Sunshine, night storms and rainbows

Destination: Bligh Water, Wakaya, Makogai, Namena
Trip Date: Mar 23rd - Mar 30th, 2024 - Comments
Author: Bel&Mike
Congratulations: Sarah (100th dive), Amanda (200th dive), Cindy (300th dive), Lauren (700th dive), Janet (2400th dive), plus Matthew and Lauren for their birthdays. There sure was a lot of celebration!

Water temperature: 84-86F/29-30C

Another week, another fantastic trip! After spending our last trip diving the Lau group, we were ready to get back to our regular itinerary with the absolute best diving in Fiji! We saw multiple hammerheads, many white tip and grey reef sharks, a wide variety of nudibranchs and some special critters.

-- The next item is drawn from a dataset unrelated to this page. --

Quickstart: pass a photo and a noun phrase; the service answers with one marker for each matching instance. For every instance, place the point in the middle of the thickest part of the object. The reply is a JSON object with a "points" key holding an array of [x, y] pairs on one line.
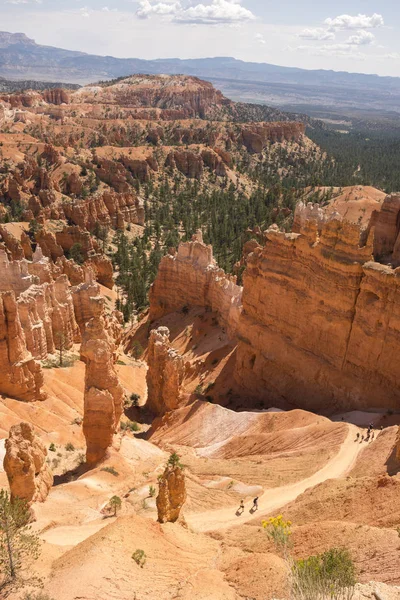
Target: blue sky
{"points": [[356, 35]]}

We had fantastic weather with very little wind throughout the trip, some beautiful sunny days, wild rainstorms at night and a few beautiful rainbows.

This was a rare trip with no return guests, but we had friends visiting, friends of Rob (one of our bosses), friends of prior NAI’A guests and a whole lot of great divers who were here to do the work (currents) and enjoy the magnificent reefs. Their boarding was delayed due to the intense rain in the mainland, so we left the checkout dive for the following day. That first afternoon we just gave them the full NAI’A orientation, got camera gear ready and got to know one another.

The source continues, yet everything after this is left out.